Twitter might as well die. In many senses, the links to it are already dead: a required sign-in, non-existent API. I removed all links to it from my site more than a year ago. I stopped linking to it, I stopped reading it. I stopped posting there.
If twitter goes away completely — so be it, but I won’t contribute to these links breaking.
The contribution of me deleting my account — whatever it could be — is not worth the harm that will be there from the broken links.
Yes, I have an archive of all content there, and I could host the content on my site (and, maybe, one day I’ll do so), but that won’t change a thing.
So, no, I won’t delete my account, but I am ok with it dying.
And if you’re planning to delete yours: I understand, but I recommend reading into how to do it properly before doing it haphazardly.

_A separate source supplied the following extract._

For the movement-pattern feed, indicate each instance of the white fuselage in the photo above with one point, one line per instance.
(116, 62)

I don’t have any links about this (I will gladly add them if anyone shares them with me), but the general idea is that if you delete it, the username will become free, and anyone could take it up. The more followers you have, the higher the chance this will happen, with your username’s prominence being abused for spam, harassment, or even social-engineered attacks. There might be a good way to get rid of it but reserve the name — but, again, I don’t know the details. Send them to me!